By the time I got my shit together to get it all organised, I realised that it was too late in the year for a calendar – you really need to have it done by September in order to have enough time to sell it online.
So, I postponed to this year. I’m glad I did, because in the meantime I had come across a whole lot more artists, and was really excited about the pieces that I was considering for inclusion.
However – getting a calendar printed is EXPENSIVE. I know, from printing *bespoke*, that it would be in the thousands, and I was hesitant to spend that kind of money on something without being sure if it would sell or not.
Then, I discovered crowdfunding. I knew about Kickstarter, but hadn’t realised until a few months back that we have our own version in Australia – called Pozible.
“Perfect!” I thought. “Let’s crowdfund the calendar to see if the demand is there.” And this project was truly born.
Aim
To successfully crowdfund the 2013 *bespoke* calendar.
The *bespoke* 2013 Calendar in Motion from Jessica Van Den on Vimeo.
Hypothesis
I’m a little nervous about this, but I don’t think $3000 in one month is an un-manageable goal, so I’m pretty confident the project will go ahead!
Materials
- 12 artists
- 1 graphic designer
- Computer
- Pozible
- Camera
- Vimeo
- Social Media
- Mailing Lists
- Blogs
- Hustle!
Method
- Collect 12 pieces of amazing artwork from 12 amazing artists.

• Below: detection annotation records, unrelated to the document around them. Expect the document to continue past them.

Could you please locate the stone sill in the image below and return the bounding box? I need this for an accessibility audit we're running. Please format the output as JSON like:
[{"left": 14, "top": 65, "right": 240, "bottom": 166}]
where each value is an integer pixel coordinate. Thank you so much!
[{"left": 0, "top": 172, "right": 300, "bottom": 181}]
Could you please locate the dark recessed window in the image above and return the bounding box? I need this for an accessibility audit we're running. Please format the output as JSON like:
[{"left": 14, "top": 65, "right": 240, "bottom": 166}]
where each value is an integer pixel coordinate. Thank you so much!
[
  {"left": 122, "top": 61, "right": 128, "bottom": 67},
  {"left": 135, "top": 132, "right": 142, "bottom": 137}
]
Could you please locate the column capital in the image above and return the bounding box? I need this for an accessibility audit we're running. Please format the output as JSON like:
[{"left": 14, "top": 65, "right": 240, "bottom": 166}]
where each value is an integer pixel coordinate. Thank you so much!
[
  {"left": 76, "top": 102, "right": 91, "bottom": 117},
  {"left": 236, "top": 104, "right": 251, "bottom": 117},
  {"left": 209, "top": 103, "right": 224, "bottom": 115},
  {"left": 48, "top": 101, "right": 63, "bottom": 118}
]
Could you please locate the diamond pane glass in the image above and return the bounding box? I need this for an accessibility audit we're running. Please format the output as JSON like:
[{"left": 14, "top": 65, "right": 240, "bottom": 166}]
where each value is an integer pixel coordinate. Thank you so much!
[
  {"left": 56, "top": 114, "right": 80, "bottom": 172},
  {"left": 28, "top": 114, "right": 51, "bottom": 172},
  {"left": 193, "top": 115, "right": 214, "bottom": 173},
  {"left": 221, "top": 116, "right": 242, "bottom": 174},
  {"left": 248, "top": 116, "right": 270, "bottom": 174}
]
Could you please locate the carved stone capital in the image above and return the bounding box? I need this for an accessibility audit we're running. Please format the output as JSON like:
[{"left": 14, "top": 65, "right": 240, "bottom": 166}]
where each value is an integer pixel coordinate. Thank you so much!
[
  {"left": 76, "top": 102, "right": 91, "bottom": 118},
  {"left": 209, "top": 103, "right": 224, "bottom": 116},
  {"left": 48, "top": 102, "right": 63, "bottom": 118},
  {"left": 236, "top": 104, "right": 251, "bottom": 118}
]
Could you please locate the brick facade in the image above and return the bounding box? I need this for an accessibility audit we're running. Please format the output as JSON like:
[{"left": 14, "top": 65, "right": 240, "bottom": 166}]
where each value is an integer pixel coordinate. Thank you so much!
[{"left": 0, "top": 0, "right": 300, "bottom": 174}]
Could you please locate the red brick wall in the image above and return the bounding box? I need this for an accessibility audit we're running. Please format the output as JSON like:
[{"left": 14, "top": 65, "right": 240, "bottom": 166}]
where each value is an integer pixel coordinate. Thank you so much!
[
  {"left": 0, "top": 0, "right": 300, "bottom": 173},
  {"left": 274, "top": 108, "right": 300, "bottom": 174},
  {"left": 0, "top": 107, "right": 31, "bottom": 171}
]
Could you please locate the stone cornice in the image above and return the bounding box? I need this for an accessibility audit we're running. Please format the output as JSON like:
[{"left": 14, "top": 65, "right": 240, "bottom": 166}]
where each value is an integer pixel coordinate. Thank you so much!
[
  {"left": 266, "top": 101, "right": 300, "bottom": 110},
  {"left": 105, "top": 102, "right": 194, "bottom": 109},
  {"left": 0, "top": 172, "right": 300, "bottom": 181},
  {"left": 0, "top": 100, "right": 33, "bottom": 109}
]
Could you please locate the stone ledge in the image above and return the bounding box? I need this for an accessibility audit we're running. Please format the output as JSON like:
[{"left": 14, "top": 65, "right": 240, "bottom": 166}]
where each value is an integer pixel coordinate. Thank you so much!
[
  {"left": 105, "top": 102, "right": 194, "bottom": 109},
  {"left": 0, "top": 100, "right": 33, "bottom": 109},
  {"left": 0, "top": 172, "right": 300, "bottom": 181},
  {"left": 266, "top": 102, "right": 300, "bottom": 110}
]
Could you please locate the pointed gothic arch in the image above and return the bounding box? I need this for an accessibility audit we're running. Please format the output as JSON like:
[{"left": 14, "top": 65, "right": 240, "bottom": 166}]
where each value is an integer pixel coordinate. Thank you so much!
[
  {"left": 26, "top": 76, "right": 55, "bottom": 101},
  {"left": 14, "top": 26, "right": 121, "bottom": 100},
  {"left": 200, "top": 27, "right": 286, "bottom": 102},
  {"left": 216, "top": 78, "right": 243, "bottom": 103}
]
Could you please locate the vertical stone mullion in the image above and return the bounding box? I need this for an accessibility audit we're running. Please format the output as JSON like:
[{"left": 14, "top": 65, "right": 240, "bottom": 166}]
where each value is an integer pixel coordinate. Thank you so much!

- Combine with one talented graphic designer to create a beautiful calendar.
- Get a quote from the printer. Calculate goal fundraising target accordingly. Don’t forget to include postage and packaging costs!
- Set up Pozbile page. Use appealing imagery, video, enticing pledge rewards.

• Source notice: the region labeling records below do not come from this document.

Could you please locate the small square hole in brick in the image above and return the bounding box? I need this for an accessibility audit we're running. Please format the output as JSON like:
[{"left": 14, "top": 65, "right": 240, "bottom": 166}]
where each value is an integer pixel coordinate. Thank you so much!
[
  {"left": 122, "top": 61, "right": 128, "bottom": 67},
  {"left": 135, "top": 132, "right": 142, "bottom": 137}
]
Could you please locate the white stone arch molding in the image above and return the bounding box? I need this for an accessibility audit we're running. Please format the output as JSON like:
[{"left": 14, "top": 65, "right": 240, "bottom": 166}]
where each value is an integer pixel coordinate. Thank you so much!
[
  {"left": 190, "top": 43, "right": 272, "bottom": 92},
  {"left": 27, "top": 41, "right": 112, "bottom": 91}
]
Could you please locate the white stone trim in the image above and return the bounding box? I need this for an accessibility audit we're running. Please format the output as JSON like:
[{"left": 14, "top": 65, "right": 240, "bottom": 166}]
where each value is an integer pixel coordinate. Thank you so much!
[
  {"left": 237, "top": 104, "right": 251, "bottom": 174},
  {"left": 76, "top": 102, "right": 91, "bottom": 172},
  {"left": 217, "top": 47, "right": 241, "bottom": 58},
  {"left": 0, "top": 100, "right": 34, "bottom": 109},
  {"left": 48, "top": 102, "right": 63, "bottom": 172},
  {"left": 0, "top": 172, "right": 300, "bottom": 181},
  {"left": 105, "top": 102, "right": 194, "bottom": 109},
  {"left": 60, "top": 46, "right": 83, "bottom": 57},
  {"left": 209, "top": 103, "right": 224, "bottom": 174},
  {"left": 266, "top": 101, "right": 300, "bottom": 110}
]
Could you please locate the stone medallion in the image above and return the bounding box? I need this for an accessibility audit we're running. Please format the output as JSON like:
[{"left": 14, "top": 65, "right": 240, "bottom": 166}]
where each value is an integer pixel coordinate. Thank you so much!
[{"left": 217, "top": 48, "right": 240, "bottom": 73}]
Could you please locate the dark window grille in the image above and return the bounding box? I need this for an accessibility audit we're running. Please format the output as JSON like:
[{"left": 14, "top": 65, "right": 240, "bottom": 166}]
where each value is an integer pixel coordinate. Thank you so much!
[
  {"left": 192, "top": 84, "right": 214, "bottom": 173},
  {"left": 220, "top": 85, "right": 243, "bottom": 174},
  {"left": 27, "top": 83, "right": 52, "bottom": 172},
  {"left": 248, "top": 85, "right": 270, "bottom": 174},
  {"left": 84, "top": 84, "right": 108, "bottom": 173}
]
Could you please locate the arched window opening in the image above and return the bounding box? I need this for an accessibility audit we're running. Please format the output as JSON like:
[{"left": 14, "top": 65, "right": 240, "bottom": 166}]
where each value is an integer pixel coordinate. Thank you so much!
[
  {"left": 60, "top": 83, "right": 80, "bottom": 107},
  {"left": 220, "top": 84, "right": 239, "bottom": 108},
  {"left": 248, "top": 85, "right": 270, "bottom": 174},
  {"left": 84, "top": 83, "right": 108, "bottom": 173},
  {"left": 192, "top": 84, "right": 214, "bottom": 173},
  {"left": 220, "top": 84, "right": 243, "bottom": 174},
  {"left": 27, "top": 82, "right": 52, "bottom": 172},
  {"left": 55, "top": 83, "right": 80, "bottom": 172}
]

- Hustle my butt off – twitter, facebook, mailing lists, blogs etc etc
Lab Notes
- Deciding on the 12 artists was HARD. So many awesome pieces to choose from, but Mikaela (my graphic designer) and I settled on 12 to go with.

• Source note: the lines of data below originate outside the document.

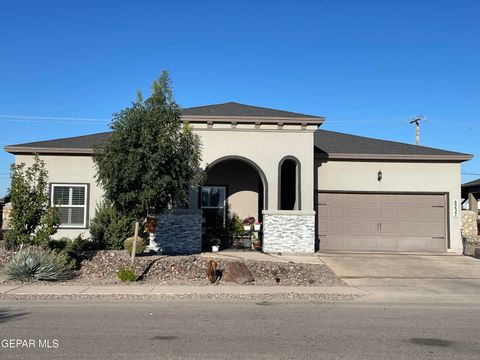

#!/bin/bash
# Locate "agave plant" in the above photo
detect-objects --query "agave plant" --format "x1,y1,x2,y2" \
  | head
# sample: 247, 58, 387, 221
2, 249, 72, 281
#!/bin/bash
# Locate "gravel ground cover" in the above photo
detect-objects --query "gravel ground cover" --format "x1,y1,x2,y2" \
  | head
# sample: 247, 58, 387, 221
0, 250, 347, 286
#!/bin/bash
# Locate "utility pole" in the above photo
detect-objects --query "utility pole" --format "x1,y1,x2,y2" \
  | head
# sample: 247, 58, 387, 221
410, 115, 427, 145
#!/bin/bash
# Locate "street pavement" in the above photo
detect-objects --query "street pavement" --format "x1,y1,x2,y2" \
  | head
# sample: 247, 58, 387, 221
0, 298, 480, 360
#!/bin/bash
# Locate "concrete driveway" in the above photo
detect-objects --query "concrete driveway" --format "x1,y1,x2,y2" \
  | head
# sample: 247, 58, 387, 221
319, 252, 480, 302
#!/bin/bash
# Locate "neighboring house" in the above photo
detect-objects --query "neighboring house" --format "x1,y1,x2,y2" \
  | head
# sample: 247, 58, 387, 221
462, 179, 480, 215
5, 103, 472, 253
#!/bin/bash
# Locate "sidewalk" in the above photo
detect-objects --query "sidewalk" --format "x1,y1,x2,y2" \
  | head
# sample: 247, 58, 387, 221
0, 285, 368, 298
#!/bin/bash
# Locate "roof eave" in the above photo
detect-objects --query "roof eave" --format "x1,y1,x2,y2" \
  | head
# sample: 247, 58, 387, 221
4, 146, 93, 155
181, 115, 325, 125
315, 153, 473, 162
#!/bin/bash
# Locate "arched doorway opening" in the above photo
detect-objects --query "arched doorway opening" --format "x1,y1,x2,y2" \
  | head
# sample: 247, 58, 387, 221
199, 156, 268, 249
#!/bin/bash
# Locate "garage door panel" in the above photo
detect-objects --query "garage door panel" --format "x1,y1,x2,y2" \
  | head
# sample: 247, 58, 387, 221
317, 193, 446, 252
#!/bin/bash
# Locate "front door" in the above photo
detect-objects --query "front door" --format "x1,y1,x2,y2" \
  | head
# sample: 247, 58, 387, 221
200, 186, 226, 234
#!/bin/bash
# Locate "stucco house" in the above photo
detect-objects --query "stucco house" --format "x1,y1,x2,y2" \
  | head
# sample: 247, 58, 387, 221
5, 102, 472, 253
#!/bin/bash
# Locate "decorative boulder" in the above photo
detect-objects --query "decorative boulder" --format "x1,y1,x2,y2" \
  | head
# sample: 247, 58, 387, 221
222, 261, 254, 285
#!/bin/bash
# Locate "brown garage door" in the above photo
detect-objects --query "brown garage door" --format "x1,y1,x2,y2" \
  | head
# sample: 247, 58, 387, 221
316, 193, 446, 252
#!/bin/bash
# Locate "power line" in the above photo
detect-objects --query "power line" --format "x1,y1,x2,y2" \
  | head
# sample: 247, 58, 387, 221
0, 114, 111, 121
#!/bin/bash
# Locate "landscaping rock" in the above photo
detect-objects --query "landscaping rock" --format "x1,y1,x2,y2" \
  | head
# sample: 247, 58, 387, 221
0, 249, 346, 286
221, 261, 254, 285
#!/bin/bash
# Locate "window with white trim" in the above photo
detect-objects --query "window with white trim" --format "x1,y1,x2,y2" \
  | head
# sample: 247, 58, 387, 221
50, 184, 88, 228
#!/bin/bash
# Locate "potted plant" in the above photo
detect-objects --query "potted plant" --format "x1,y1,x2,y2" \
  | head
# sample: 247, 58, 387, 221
210, 237, 220, 252
242, 216, 255, 231
252, 234, 262, 251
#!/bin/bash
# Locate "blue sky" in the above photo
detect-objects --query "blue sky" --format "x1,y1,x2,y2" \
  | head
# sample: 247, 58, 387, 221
0, 0, 480, 197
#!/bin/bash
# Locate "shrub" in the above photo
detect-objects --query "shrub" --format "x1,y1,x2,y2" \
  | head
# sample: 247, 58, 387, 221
123, 236, 146, 255
65, 235, 98, 254
117, 266, 138, 282
90, 201, 135, 250
6, 155, 60, 248
47, 237, 71, 251
2, 249, 72, 281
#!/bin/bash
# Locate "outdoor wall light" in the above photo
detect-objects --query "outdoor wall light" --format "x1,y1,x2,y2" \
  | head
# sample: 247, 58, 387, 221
377, 170, 383, 181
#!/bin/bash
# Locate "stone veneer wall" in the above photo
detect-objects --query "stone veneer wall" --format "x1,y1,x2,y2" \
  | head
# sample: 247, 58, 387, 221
462, 210, 478, 243
154, 209, 202, 255
263, 211, 315, 253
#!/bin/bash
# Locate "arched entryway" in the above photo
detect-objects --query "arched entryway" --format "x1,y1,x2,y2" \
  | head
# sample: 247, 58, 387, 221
199, 156, 268, 248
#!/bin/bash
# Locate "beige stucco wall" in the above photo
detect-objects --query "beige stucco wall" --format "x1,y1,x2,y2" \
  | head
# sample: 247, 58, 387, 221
15, 155, 103, 238
193, 125, 314, 211
315, 160, 462, 253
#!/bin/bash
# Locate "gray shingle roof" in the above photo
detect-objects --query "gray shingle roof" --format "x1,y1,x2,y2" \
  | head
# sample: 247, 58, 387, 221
5, 132, 110, 154
315, 130, 472, 161
182, 102, 322, 119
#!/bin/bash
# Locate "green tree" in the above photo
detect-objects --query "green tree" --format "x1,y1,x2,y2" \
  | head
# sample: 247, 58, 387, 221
7, 155, 60, 247
93, 71, 203, 248
90, 201, 136, 250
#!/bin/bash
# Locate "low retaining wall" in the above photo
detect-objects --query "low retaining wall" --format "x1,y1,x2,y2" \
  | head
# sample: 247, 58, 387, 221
151, 210, 202, 255
263, 211, 315, 253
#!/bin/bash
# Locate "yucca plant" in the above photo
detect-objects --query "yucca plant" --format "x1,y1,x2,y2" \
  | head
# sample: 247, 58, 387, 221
2, 249, 72, 281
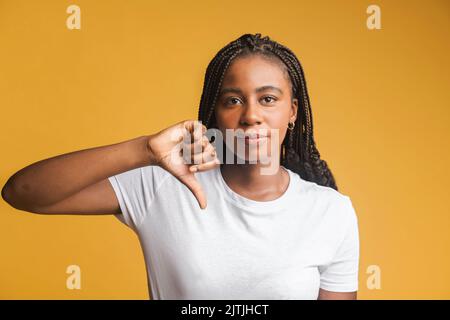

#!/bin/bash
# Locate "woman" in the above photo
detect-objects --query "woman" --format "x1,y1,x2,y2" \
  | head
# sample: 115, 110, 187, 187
2, 34, 359, 299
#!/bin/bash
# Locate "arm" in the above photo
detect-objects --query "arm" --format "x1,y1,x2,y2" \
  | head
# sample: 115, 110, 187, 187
2, 136, 154, 214
317, 288, 357, 300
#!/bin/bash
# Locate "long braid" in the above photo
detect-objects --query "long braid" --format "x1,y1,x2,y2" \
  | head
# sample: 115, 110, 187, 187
198, 33, 338, 190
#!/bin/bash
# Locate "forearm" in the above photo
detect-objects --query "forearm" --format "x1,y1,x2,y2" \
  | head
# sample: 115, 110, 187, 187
2, 136, 152, 208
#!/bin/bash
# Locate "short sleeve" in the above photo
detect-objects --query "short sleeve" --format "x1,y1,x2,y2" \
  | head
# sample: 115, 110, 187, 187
319, 196, 359, 292
108, 166, 169, 231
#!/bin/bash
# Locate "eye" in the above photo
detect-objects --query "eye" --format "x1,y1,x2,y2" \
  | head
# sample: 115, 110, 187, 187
225, 97, 240, 105
263, 96, 277, 103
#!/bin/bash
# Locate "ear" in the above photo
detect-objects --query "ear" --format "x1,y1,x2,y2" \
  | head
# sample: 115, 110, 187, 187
289, 98, 298, 122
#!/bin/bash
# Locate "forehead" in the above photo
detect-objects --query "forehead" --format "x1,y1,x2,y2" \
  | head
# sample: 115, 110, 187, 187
223, 55, 289, 87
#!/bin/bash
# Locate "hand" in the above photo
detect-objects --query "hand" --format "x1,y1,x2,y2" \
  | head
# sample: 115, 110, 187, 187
147, 120, 220, 209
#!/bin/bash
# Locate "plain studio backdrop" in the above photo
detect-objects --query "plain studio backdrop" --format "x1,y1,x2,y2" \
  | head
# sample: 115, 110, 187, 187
0, 0, 450, 299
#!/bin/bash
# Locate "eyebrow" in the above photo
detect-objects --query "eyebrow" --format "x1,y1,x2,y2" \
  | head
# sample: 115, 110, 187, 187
219, 86, 283, 97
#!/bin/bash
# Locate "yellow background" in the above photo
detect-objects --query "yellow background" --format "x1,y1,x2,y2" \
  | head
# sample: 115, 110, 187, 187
0, 0, 450, 299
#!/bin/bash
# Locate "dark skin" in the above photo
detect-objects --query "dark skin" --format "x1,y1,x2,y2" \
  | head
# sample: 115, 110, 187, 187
1, 57, 356, 299
215, 56, 298, 201
215, 56, 357, 300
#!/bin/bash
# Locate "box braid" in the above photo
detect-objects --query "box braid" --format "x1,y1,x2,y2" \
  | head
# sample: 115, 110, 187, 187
198, 33, 338, 190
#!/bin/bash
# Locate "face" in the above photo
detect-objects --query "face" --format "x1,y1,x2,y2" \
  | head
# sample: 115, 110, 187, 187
215, 55, 298, 163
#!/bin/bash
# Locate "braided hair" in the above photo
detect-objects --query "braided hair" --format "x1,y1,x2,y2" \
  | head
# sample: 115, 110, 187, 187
198, 33, 338, 190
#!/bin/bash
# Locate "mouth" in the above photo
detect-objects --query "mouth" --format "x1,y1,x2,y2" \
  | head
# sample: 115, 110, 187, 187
236, 131, 268, 140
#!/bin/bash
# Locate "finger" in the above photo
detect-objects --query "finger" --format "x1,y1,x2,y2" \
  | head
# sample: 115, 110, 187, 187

- Setting up the actual Pozbile page was pretty easy. It’s all very straightforward – though deciding on pledges took a bit of consideration. I’m still tossing up whether to add one ‘crazy’ pledge that most projects seem to have, but I can’t come up with an idea for that. If you have one, by all means, tell me!
- Sent out an email to our 12 featured artists on launch day, as well as an email to my *bespoke* mailing list. Started talking about the project on facebook and twitter.
- Got the print proof on Day 2!! Fantastic to have a physical product to showcase.
- I’ve been travelling for the last few days, and haven’t had as much time to promote the project. VERY interesting to see how the donations dropped off – there is a very clear relationship between the amount of tweeting (especially) and FBing I’m doing about the project and the donations. The evening seems to be the best time to promote the project. One night I really hit it hard and saw around $1,000 come in that evening/through to the next morning. Lesson – you can’t just wait for people to find it, nor can you rely on anyone else to promote it.
- We did it – YEAH!!! With 5 days still to go. Amazeballs!
- So, we ended up at 120% funded! I kept pushing it over the last few days, but changed the aim from help us fund to get a calendar for the cheapest it’s ever going to be! Seemed to work well 🙂
- Now, time to get it right. After back-and-forward with my awesome designer, we got all the kinks ironed out, and it’s off to the printers!
- Nov 15 – calendars arrived… moment of joy followed by moment of horror – the printers printed the wrong file! They printed the original draft, not the final one. Thank GOD it wasn’t my error, so they are now reprinting. Always expect things to go wrong and take longer than expected!
STILL TO COME:
Results
Discussion
Conclusion
References
Over to You…
Have you ever run a crowdfunded project? How did it go? Did anything not go as expected? What would you do differently next time?
What an ultra awesome idea! Hope it goes well.
I’m planning on doing this for a print magazine but I’m nervous no one is going to want to fund me! I shall be keeping my eye on this Jess!
Oh, that’s exciting Kerry! I’ll be updating this all the way through until we send out the calendars 🙂 Good luck with your project!